Moreno offered a similar perspective, declaring that “in general, a reduction in the Fed is a positive catalyst for risk assets such as cryptocurrencies and could mark the start of a rally in the fourth quarter, because the advice of the Fed concerned more interest rate drops this year.”

Key role of the Fed

In the future, several analysts have underlined the crucial role that the central bank will play in the cryptographic markets.

“When Powell flashes, risk assets breathe and Bitcoin inhales more deep than most,” said Doug Colkitt, founding contributor to Fogo, by e-mail.

“The sad but unavoidable reality is that the market is always addicted to the Fed signals, even if Crypto has been built to escape them,” he added.

Thomas Perfumo, a world economist in Kraken, also commented on this situation, offering a long -term perspective.

“The federal reserve and the markets seem to be aligned on the expected trajectory of rate drops at the end of 2025 and in 2026, a backdrop which remains largely favorable to risk assets, including Crypto,” he said by email.

“Having at the expectation, market performance is based on macroeconomic indicators such as employment and inflation data. These will play a central role in determining if increasing 25 BPS cuts are sufficient,” added Perfumo.
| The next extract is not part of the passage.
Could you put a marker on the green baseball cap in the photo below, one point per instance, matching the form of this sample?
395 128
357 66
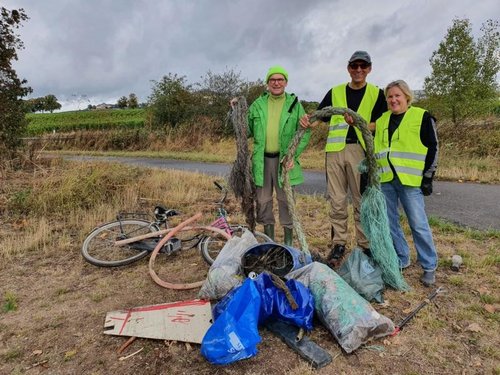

Greg Magadini, Director of derivatives for the provider of digital asset data AmbredataAlso weighed, stressing how important it is for the Fed to act of his free will and his agreement.

“I continue to believe that the largest engine of asset prices, in particular gold and bitcoin, revolve around the independence of the Fed. This independence remains in question in particular in 2026 when a new president of the Fed will take over,” he said by e-mail.

Although the central bank policy will have a significant impact on cryptographic markets, innovation in space will be the engine of asset price changes, said Colkitt.

“If the Fed remains on a dominant path, expect more capital that runs in the High Crypto Games,” he said.

“But let’s be clear: macro is the wind, and cryptographic innovation is the engine.